Hello, we’re working on https://ai-plans.com


 

Ideas behind the site:

Right now, alignment plans are spread all over the place and it’s difficult for a layperson, or someone unfamiliar with the field to get an idea of what is the current plan for making AGI or even the models we have right now, safe. And the problems with said plans.


 

Having a place where all AI Alignment plans and criticism of said plans can be added and seen in an easy to read way is helpful. It offers possibilities such as; seeing the most common problems with plans, which kinds of plans have the least problems, pushing for regulations against the most poor plans etc.
 

Judging the quality of a plan is hard and has a lot of ways to go wrong. Judging the quality of a criticism might be less complicated and perhaps has less ways it can go wrong.

 

 


 

Which is why I believe this site is useful

Hasn’t this already been done? aisafety.info, aiideas.com, etc

aisafety.info is excellent, and the folks there are building a conversational agent for AI Safety, which could be incredibly useful. However it’s not very simple to use to learn about specific alignment plans yet and is more of a general purpose place to learn about ai, ai-risk, ai-safety, etc.

The purpose of ai-plans.com is to be an easy to read platform that sorts the good plans from the bad and shows the problems with each one.

I believe there was a site called ai-ideas.com or something mentioned to me? But that wasn’t working the last time I checked and there’s been no change, as far as I know. 

Aims 

Stage 1) 

A contributable compendium with most, if not all, of the plans for alignment, and criticisms 


Estimated time left for this to be done: 1 week - adding ~5 plans a day now


What’s left to do: 

  • Functionality for responding to criticisms- 

The idea for this is that a plan’s author can select a criticism/criticisms that they think they have a solution to, then submit a new version of the plan, with the criticism(s) quoted in the new plan.
Any criticisms they didn’t select, will be automatically added to the new version of the plan (the idea being that any unselected criticisms are ones that they don’t have solutions to, so should still apply). 


 

  • Adding more plans and criticisms
  • A filter for spam and duplicates
  • Creating a template/guide on how to post plans
  • Improve the UX - font, colours, design, etc.


 

What we’re missing for this stage: 

  • A lawyer to make sure we’re complying with GDPR and help make a cookies notice
  • Moderators to help filter spam and make sure plans are submitted correctly


 

What would be helpful, but not essential for this stage: 

  • More copywriters to speed up the process of adding alignment plans
  • More red-teamers/quality testers 


Stage 2)



 

In addition to everything from Stage 1, there is now a scoring system for criticisms and a ranking system for plans- where plans are ranked from top to bottom based on the total scores of their criticisms.

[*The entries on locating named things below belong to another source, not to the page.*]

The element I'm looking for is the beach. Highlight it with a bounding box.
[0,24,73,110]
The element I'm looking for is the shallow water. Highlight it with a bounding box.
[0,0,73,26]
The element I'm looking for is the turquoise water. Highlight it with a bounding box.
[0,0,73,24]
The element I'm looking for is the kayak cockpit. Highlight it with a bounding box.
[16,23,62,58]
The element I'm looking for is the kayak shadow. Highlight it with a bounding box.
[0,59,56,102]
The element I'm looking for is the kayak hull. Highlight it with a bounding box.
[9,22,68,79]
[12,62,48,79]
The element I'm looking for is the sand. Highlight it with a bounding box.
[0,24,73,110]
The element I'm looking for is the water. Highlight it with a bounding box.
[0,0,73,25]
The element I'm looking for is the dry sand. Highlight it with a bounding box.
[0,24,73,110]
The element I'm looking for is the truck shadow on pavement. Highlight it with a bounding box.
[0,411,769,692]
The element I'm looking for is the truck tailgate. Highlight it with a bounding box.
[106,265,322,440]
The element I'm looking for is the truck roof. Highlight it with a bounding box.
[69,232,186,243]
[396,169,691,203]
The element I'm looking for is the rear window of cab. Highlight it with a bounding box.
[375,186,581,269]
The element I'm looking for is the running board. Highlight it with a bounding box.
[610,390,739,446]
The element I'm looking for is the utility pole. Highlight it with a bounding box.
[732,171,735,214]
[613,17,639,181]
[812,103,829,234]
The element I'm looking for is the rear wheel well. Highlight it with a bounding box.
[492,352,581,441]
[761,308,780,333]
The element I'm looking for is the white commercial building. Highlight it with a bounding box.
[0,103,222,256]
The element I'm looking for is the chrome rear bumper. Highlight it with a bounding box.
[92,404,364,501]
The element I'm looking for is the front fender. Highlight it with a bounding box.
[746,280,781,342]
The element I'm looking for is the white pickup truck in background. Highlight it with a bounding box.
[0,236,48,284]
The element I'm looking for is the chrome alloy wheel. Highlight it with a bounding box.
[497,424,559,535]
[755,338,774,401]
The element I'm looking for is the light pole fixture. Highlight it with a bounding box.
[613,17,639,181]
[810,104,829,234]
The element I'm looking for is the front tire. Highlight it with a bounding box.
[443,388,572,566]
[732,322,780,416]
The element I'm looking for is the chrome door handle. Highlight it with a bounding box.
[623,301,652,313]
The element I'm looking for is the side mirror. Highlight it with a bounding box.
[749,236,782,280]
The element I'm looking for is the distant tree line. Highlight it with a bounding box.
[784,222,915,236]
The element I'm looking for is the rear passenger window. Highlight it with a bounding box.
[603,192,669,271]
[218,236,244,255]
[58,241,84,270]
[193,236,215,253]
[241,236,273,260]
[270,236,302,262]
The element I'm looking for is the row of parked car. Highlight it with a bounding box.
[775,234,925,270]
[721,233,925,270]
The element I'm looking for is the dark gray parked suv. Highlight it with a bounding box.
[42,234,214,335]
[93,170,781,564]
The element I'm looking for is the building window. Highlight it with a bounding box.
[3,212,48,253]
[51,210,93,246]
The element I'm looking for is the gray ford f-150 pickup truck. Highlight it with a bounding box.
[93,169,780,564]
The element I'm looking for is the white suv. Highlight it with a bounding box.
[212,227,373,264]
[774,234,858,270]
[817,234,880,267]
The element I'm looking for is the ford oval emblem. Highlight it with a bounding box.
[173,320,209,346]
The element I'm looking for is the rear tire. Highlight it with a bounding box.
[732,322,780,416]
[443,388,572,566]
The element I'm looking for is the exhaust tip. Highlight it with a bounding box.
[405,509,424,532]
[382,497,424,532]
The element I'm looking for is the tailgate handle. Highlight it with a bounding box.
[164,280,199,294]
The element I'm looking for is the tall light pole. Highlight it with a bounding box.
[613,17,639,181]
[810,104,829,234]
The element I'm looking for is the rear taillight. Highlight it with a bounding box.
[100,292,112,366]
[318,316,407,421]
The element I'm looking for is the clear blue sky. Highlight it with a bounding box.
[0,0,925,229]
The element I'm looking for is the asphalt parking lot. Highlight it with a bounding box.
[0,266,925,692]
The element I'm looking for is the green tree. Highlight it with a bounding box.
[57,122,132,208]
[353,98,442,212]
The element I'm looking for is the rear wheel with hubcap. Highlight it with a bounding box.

The scoring system is a very essential part of the site.

It's aim is to give the most points to the most accurate criticisms and use that to rank plans from the least total criticism points (at the top) to the most criticism points(at the bottom).

Users will be able to upvote or downvote criticisms.

Users will also have a ‘karma’ that will affect how weighted their votes on criticisms are- somewhat similar to the LessWrong and AlignmentForum system- though, we're considering having karma past a certain 'age' become spendable, rather than add to the weight of the users vote, to avoid to first vote problem of LessWrong. 

Users who accumulate more points on their criticisms will have a higher karma.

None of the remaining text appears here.